Parkinson’s Disease: Nurses

(asked on 23rd January 2026) - View Source

Question to the Department of Health and Social Care:

To ask the Secretary of State for Health and Social Care, how many specialist Parkinson’s nurses are currently employed within the NHS in (a) England and (b) Coventry and Warwickshire.


Answered by
Karin Smyth Portrait
Karin Smyth
Minister of State (Department of Health and Social Care)
This question was answered on 28th January 2026

The Department does not hold a central count of the number of specialist Parkinson’s nurses employed across the National Health Service, either in England as a whole or in Coventry and Warwickshire specifically.

Specialist Parkinson’s nurses play a vital role in supporting people with Parkinson’s disease through personalised care, medicines management, and advice on self‑management. However, these posts are not recorded as a discrete workforce category in national workforce datasets. Workforce planning, including decisions about the number and type of specialist nurses needed locally, is the responsibility of individual employers and their integrated care boards (ICBs), which are best placed to assess the needs of their populations.

The Department does not hold data on the number of neurologists with specialist training in Parkinson’s disease, either nationally in England or within Coventry and Warwickshire.

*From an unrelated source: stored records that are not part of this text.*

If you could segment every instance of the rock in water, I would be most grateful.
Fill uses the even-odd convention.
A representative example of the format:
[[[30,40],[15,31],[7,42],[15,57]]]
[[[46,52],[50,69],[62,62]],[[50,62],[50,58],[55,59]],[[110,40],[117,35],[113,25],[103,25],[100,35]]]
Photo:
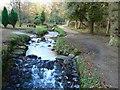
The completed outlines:
[[[56,60],[70,60],[70,58],[68,56],[59,55],[56,57]]]

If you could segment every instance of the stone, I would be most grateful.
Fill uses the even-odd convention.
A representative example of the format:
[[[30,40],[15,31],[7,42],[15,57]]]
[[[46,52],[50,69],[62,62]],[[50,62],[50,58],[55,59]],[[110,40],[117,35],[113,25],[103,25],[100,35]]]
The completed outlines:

National workforce datasets do not record condition‑specific sub‑specialisms within neurology, and responsibility for determining local specialist workforce configurations rests with individual employers and ICBs.

As of October 2025, there are 51 full-time equivalent (FTE) doctors working in the specialty of neurology within the Coventry and Warwickshire ICB area. This is a decrease of one, or 2.2%, compared to last year and an increase of 23, or 79.3%, compared to five years ago. This includes 21 FTE consultants. This is an increase of two, or 9.9%, compared to last year and six, or 41.5%, compared to five years ago.